The US DOE has spent more than $1 billion to study carbon capture projects since 2009, according to the GAO (Government Accountability Office) in 2021. Despite varying successes, 8 of 11 projects failed, and most of these were focused on coal power plants.

Obstacle 4. The climate benefits of a CCS project such as Petra Nova in its first lifetime are undermined if the CO2 injection is used to extend the life of an oil field. The enhanced oil production, when burned, leads to enhanced greenhouse gas (GHG) emissions which counteract the emissions saved from burning the coal.

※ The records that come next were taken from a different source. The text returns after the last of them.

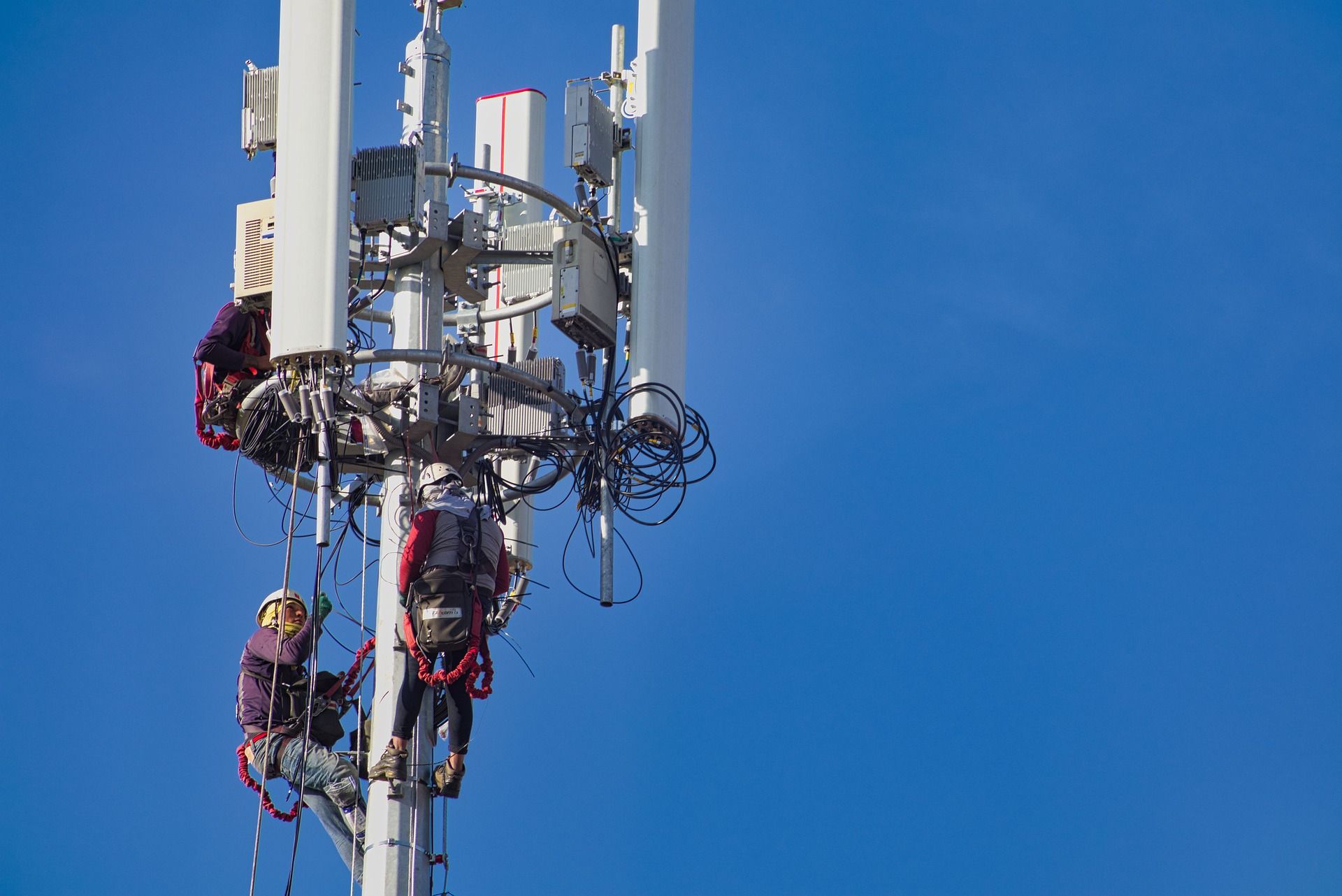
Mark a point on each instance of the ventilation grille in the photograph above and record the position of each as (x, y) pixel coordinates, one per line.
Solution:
(384, 187)
(519, 411)
(261, 108)
(537, 236)
(254, 252)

The perspective of big-oil.

Although the oil and gas industry are not focused on coal, they have deep interests in preserving their oil and gas production, which means addressing the GHG caused by burning oil and gas. The oil and gas industry alone provides 57% of the world’s energy and 50% of the world’s greenhouse gases.

But profits by big-oil have just been reported for all of 2022, and they are way over the top in a year when oil prices averaged about $100/bbl and gas prices were higher than in the previous decade.

All the super-majors made record profits in 2022, with the top six earning roughly $220 billion in total and more than doubling profits over the next biggest year, 2018. $220 billion is a Fort-Knox bankful of money that could partly be invested in renewables. ExxonMobilXOM
was top at $59 billion ranging down to Equinor at $23 billion.

As with most big business, the main goal is to make a profit, and profits go up when the world demands more oil and gas. CCS is viewed as an escape hatch as it allows big-oil to continue their production of oil and gas, with all its benefits of energy security, jobs, and cheap gasoline – especially justifiable with Russia’s war on Ukraine.

ExxonMobil is storing 9 million tons of CO2 each year, equivalent to 11 million car exhaust emissions each year. The LaBarge CCS operation in Wyoming captures nearly 20% of all human-made CO2 captured in the world each year.

Starting in 2022, the company plans to invest $3 billion on 20 new carbon capture and storage facilities, and $15 billion over 6 years on low-carbon plans including hydrogen and biofuels as well as CCS. They have also proposed a $100 billion plan to deploy CCS in a joint venture with a wide swath of Gulf Coast business enterprises.

China and India.

Coal’s “phase down” replaced “phase out” at the behest of India and China at COP26. Over its history, coal drove industrial expansion and helped raise millions out of poverty because it provided cheap and reliable energy. It still does in India and China who are trying to make the economic leaps that the US and the West made years ago.

One potential winner would be for the Petra Nova re-start to hammer out an inexpensive and effective way to capture CO2 from the hundreds and thousands of coal-fired power plants deployed by China and India and other under-developed nations.

This could allow such nations to bring forward their delayed goals of net-zero GHG emissions: currently 2060 for China and 2070 for India, compared with 2050 based on the Paris 2015 accords.

Takeaways.

CCS costs are high and will likely require a carbon-pricing or other mechanism to promote their application. The Infrastructure bill in the US has earmarked $12 billion and the Inflation Reduction Act has increased tax-breaks, as incentives for CCS development in the US.

Despite this, the cost of producing fossil fuels combined with CCS will make fossil fuels more expensive than renewables.

Eventually, demand for fossil fuels will fall in the US and the world due to electrification of vehicles and renewable energy replacing fossil power plants, and this will reduce the need for CCS.

Carbon capture and storage won’t be able to save the US oil and gas industry in its current form. But a Petra Nova re-start may open a door to reduce carbon emissions from multitudes of power plants in China and India who presently say they won’t even get close to achieving net-zero emissions by 2050.